IT COULD happen so easily.

When you started dating you were on your best behaviour – freshly scrubbed, impeccably dressed, charming and witty.

You were always up for meeting your new sweetheart. Even if you’d had a tough day at work you’d find the energy to get it together for your romantic meal/trip to the cinema/chat over a glass of wine.

Then suddenly you realise you’re both sitting in front of the telly in your track suits, eating your dinner off trays and having a conversation about whose turn it is to do the laundry.

When my boyfriend moved in with me this was one of my big fears – that we’d go from being spontaneous and romantic to Wayne and Waynetta slob.

OK, so I’ve never been someone who sits in front of the telly in a tracksuit so being in a live-in relationship was unlikely to result in this nightmare vision.

But there is a danger when you live with someone that because you see them all the time, your time together becomes less precious.

So how do you balance the practicalities of living with someone without totally losing the best behaviour, best outfit, going out and doing something different aspect of dating?

The answer would seem to be ‘date nights’.

This is the road my boyfriend and I have gone down, anyway.

We’re both quite busy and without scheduling time together would be in danger of only seeing each other when I flake out on the sofa after the gym or he meanders in after a night out.

We’re not massively ridged about it but generally have at least one school night a week, while weekends vary from not seeing each other at all to ones filled with day trips and dinners for two.

My friend Dave took a somewhat different approach with one of his girlfriends.
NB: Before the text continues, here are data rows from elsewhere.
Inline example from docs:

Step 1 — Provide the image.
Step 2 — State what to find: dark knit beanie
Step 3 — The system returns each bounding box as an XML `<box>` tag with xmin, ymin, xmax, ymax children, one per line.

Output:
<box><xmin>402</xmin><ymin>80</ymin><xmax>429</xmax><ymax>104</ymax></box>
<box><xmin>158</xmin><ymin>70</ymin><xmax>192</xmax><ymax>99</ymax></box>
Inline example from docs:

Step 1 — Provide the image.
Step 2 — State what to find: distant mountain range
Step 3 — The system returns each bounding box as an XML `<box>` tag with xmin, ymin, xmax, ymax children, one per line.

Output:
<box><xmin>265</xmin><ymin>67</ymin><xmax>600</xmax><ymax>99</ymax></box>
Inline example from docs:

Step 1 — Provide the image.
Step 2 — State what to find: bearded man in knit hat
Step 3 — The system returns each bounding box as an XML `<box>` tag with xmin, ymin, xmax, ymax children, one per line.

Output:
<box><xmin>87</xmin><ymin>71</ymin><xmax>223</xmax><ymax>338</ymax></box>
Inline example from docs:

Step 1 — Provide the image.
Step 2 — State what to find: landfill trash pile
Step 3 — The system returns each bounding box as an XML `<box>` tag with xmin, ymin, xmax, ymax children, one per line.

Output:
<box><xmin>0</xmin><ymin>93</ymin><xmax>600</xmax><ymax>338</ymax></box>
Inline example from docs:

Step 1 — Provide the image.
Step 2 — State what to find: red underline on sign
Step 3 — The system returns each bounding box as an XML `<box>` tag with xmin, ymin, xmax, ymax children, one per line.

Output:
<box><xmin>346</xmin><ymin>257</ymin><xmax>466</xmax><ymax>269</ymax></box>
He says: “When I lived with an ex we had arranged evenings NOT to see each other, and spend time with friends/ family etc. It stopped us going stir crazy in the bedsit we lived in at the time!”

My friend May and her partner are pretty structured about date nights. She says: “My partner works from Monday through to Thursday evenings so we don’t even eat together then, so the evenings in which we are together tend to have more significance than might otherwise be the case.

We reserve Fridays for socialising but have mostly managed to keep Saturday as our date night. We usually don’t do anything special; he cooks the dinner and then we watch a DVD. I think it’s important to set aside time which is specifically ‘together time’.”

I’m happy to be flexible about when my boyfriend and I have together time as long as we do have it, whether that’s going out to the theatre or staying in with a DVD and a bottle of wine.

After all, we didn’t get together because of a shared love of washing dishes, eating dinner off trays and channel hopping.